HSI

DHS and ICE are effective when it comes to monitoring and managing the amnesty program.

Via NRO

The federal government has arrested the ringleaders of four Los Angeles schools that ran “pay-to-stay” scams, whereby student-visa holders managed to stay in the U.S. without ever attending classes. The schools collected $6 million per year in tuition payments from the students, according to the Los Angeles Times.

Former Senate Homeland Security and Governmental Affairs Committee staffers tell NR that this is more evidence that the Department of Homeland Security’s Immigration and Customs Enforcement Agency is trying to manage a program they do not understand. “The oversight work that’s been done looking at [the Student Exchange and Visitor Program], it shows that…DHS and ICE aren’t really managing it effectively,” says one former committee staffer.

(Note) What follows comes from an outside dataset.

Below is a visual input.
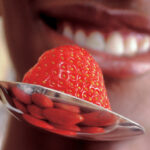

When DHS investigators conducted a surprise check at the American College of Forensic Studies, they found one, single student in one, single religion class, despite the school’s claims that 300 foreign students were enrolled at the school, according to the Times. At Prodee University, investigators found just three foreign students in one English class, despite the more than 900 foreign students who were enrolled at the school.

In his final DHS oversight report earlier this year, former Oklahoma senator Tom Coburn detailed the extensive problems with the Student Exchange and Visitor Program. Coburn noted that if responsibility for overseeing the SEVP program was distributed evenly among the 200 ICE agents assigned to the program, then each agent would be responsible for monitoring approximately 6,500 students.